Medical Scientist Training Program, University of California, San Francisco, San Francisco, CA, USA; UC Berkeley-UCSF Graduate Program in Bioengineering, San Francisco, CA, USA; Institute for Human Genetics, University of California, San Francisco, San Francisco, CA, USA.
Institute for Human Genetics, University of California, San Francisco, San Francisco, CA, USA.
Cell. 2024 Oct 31;187(22):6393-6410.e16. doi: 10.1016/j.cell.2024.09.044. Epub 2024 Oct 24.

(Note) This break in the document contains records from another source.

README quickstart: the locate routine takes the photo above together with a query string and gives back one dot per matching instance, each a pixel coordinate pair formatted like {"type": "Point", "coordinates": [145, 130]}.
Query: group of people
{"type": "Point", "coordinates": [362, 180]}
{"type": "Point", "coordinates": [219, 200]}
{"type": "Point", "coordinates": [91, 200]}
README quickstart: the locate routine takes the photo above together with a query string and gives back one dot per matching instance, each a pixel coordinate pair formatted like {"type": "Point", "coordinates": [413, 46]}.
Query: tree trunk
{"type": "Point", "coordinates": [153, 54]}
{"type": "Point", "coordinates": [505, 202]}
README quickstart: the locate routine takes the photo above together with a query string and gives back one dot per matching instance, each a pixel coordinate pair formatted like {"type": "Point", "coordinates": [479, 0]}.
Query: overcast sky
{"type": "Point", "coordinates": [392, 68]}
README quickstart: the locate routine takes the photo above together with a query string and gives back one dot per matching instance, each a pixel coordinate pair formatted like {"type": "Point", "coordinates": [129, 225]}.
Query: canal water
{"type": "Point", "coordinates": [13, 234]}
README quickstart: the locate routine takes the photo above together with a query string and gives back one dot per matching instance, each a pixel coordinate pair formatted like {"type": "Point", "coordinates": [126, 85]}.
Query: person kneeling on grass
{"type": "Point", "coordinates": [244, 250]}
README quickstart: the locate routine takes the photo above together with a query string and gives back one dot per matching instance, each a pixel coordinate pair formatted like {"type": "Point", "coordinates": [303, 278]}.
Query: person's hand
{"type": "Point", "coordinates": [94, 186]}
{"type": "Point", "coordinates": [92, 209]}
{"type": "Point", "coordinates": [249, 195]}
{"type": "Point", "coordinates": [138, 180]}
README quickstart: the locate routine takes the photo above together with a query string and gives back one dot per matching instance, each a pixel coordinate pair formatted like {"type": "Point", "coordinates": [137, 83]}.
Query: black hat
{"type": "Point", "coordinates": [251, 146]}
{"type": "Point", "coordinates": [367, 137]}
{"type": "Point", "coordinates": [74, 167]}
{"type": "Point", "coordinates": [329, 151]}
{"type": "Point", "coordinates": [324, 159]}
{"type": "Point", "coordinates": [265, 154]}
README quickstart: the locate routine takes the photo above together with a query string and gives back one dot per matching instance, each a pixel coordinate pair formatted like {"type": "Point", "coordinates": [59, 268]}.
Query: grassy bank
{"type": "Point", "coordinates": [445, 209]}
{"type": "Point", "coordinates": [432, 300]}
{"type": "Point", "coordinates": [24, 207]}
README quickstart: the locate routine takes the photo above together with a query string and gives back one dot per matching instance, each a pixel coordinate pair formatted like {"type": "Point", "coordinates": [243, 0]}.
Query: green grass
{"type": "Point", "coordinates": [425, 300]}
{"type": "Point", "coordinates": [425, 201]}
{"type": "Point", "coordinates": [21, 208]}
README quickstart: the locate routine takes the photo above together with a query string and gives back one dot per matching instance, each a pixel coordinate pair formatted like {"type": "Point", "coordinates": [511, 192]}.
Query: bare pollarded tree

Differential expression analysis of single-cell RNA sequencing (scRNA-seq) data is central for characterizing how experimental factors affect the distribution of gene expression. However, distinguishing between biological and technical sources of cell-cell variability and assessing the statistical significance of quantitative comparisons between cell groups remain challenging. We introduce Memento, a tool for robust and efficient differential analysis of mean expression, variability, and gene correlation from scRNA-seq data, scalable to millions of cells and thousands of samples. We applied Memento to 70,000 tracheal epithelial cells to identify interferon-responsive genes, 160,000 CRISPR-Cas9 perturbed T cells to reconstruct gene-regulatory networks, 1.2 million peripheral blood mononuclear cells (PBMCs) to map cell-type-specific quantitative trait loci (QTLs), and the 50-million-cell CELLxGENE Discover corpus to compare arbitrary cell groups. In all cases, Memento identified more significant and reproducible differences in mean expression compared with existing methods. It also identified differences in variability and gene correlation that suggest distinct transcriptional regulation mechanisms imparted by perturbations.
单细胞 RNA 测序 (scRNA-seq) 数据的差异表达分析对于描述实验因素如何影响基因表达分布至关重要。然而,区分细胞间变异性的生物学和技术来源,以及评估细胞群之间定量比较的统计学意义仍然具有挑战性。我们引入了 Memento,这是一种用于从 scRNA-seq 数据中稳健高效地分析平均表达、变异性和基因相关性的差异分析工具,可扩展到数百万个细胞和数千个样本。我们将 Memento 应用于 70000 个气管上皮细胞,以鉴定干扰素反应基因;将其应用于 160000 个 CRISPR-Cas9 扰动 T 细胞,以重建基因调控网络;将其应用于 120 万个外周血单核细胞 (PBMC),以绘制细胞类型特异性数量性状基因座 (QTL);并将 CELLxGENE Discover 语料库中的 5000 万个细胞用于比较任意细胞群。在所有情况下,与现有方法相比,Memento 都能更准确地识别出差异表达的基因,且具有更高的重现性。它还识别出了变异性和基因相关性的差异,这表明扰动赋予了不同的转录调控机制。